必要なのは、「なにもかもを白日のもとにさらしておく仕組み」ではなく、「不正が起こりそうな場所に目をつけて、そこに光を当てにいく」という働きだ。「白日にさらす仕組み」なら、作っただけで放っておいても機能することがある。だが「光を当てにいく」のは、いちいち手作りの能動的な作業になる。これを担う活動がひとつあって、それが内部監査だ。

内部監査が光を当てる働きは、不正を直接的に暴くためだけではない。前述、悪事を決心させる要素のひとつである「発覚の恐れがない」という見通しを揺るがせることで、不正行為そのものへの強い抑止効果が働く。

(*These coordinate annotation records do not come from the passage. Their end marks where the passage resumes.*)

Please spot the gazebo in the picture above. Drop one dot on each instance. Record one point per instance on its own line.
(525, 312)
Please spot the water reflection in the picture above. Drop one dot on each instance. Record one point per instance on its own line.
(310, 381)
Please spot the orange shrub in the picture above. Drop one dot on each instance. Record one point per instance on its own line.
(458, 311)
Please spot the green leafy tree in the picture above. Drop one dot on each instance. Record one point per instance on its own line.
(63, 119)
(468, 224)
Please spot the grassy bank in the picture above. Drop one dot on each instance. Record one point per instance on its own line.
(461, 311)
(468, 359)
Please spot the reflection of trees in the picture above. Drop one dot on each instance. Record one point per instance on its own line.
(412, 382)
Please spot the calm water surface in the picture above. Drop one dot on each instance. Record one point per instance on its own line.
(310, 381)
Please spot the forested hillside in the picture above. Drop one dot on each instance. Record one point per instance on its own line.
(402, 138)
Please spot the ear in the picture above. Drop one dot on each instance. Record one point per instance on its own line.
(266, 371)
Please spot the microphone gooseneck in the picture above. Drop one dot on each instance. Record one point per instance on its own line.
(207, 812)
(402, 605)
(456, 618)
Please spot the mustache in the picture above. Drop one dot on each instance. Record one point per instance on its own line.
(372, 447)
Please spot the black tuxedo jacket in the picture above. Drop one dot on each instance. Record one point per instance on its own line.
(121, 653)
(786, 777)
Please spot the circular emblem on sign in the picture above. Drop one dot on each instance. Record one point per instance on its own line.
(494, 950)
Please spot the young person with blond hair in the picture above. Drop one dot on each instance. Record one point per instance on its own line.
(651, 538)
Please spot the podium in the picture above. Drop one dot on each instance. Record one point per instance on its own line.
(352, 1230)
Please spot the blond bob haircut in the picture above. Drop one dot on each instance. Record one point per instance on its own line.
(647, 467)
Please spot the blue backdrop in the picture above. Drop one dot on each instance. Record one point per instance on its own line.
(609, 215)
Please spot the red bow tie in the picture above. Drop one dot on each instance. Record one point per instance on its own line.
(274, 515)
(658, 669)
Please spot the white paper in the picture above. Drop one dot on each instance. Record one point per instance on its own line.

企業不祥事が起きるごとに、「内部統制が整備されていなかった」「内部監査が機能しなかった」と指摘される。法や風潮が求めるままに形だけの整備を行なっていても、いざというとき役に立たないし、あるだけ無駄だ。内部統制・内部監査に本腰を入れて取り組んだほうが組織のためになる。
 
■内部監査は不正対応だけではない

今回は内部監査のコマーシャルであった。
企業による不正不祥事がつぎつぎ明るみに出る状況の中で、不正にフォーカスした論を張ってしまったが、内部監査の一面を照らしたにすぎない。内部監査でできることは不正抑止だけではなく、むしろその比重は軽いぐらいだ。不正以外に、組織内に横たわるもっと大きな不都合を、内部監査は正さなくてはならない。と今回は暗示にとどめ、別稿で論を進めていこう。

冒頭、学園祭の話の「◇」さんは、「ばれないと思った」という3人に対して、今後はどんなことをするのだろうか。同じようなイベントがあるときには、「面倒だからといって不利な調達をしていないか、見返りのあるコストを使っているか、私利のためにリソースを使っていないか」と調べてまわるのだろうか。なんとなく心が締めつけられる。

せめて学生さんのうちは、もうすこしイイカゲンでもいいのではないかと筆者は思う。一方でまた、彼らにとっても「だまっていればバレないところに光を当てにいく」ことの必要性が勉強できたのを良しとするか。思いは乱れる。